Increases expression of Secreted Protein And Rich in Cysteine (SPARC) correlates with improved response to this agent due to a SPARC-albumin interaction in pancreatic cancer. SPARC may play a role in selectively concentrating this agent in pancreatic cancer.
Consistently demonstrates superior efficacy compared to paclitaxel in clinical trials for metastatic breast cancer.
Indicated for treatment of breast cancer after failure of combination chemotherapy for metastatic disease or relapse within six months of adjuvant chemotherapy.

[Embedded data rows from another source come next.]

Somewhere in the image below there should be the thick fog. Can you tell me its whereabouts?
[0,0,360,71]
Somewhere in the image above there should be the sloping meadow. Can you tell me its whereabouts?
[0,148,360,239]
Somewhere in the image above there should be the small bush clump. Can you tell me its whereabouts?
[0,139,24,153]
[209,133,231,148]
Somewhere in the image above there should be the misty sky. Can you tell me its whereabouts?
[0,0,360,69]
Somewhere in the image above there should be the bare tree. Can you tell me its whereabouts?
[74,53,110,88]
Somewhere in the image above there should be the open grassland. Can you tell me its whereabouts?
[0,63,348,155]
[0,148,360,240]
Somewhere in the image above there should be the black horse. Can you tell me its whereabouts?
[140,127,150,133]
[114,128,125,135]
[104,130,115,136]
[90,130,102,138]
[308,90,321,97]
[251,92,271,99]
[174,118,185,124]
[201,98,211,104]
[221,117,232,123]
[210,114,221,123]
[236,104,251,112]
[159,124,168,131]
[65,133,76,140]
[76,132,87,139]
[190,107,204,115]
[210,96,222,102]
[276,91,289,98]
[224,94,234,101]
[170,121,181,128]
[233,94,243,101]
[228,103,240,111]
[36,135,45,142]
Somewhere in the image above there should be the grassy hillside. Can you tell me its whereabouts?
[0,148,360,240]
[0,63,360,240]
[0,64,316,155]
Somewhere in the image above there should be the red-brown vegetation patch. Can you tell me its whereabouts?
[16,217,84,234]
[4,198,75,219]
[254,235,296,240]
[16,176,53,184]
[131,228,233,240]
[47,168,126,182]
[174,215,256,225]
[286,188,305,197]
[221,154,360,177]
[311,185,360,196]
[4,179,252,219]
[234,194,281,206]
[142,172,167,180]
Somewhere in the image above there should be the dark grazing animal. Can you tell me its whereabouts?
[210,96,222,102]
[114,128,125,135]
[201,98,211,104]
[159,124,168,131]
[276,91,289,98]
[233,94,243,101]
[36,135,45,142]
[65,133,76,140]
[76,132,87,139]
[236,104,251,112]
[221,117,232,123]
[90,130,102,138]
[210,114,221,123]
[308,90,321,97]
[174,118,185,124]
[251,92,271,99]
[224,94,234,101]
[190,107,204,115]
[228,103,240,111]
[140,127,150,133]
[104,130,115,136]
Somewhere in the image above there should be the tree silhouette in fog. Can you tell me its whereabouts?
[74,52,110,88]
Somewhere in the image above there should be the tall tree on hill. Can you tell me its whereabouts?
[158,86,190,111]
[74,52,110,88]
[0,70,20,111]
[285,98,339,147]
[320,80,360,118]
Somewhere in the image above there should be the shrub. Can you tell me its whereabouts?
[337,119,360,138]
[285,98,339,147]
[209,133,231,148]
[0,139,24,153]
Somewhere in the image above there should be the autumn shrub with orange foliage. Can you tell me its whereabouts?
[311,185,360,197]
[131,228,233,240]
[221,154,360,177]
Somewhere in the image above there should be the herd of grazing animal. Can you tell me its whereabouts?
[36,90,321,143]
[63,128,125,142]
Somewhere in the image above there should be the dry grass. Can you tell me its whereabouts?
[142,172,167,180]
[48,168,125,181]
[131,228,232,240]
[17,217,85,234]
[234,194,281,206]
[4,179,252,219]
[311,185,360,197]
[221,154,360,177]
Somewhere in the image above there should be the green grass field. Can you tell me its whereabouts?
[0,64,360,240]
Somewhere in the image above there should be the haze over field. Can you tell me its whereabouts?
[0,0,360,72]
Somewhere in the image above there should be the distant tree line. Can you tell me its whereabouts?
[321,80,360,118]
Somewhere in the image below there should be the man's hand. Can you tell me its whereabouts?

This drug in metastatic breast cancer has a significantly higher overall response rate, significant longer time to progression, significant greater overall survival in patients treated with a second line or greater therapy compared with patients who receive paclitaxel (Gradishar WJ et al).
In a randomized study in first-line treatment for metastatic breast cancer nab-paclitaxel 150 mg meter squared weekly versus docetaxel 100 mg per meter squared Q3 weeks resulted in a statistically and clinically significant prolongation of progression free survival of greater than five months (Gradishar WJ et al).
Is indicated for the first-line treatment of locally advanced or metastatic Non–small cell carcinoma of the lung, in combination with carboplatin, in patients who are not candidates for curative surgery or radiation therapy.
MPACT (Metastatic Pancreatic Adenocarcinoma Clinical Trial) trial of nab- paclitaxel plus gemcitabine: nab- paclitaxel 125/ m2 plus gemcitabine 1000 mg/m2 days 1,8 and 15 q4weeks or gemcitabine alone-median overall survival 8.5 vs 6.7 months, 1 Year survival 35% vs 22%, 1year progression free survival 5.5% vs 3.7%, and overall response rate 23% vs 7% (Von Hoff DD et al).
Bone marrow suppression is dose dependent and the dose limiting toxicity.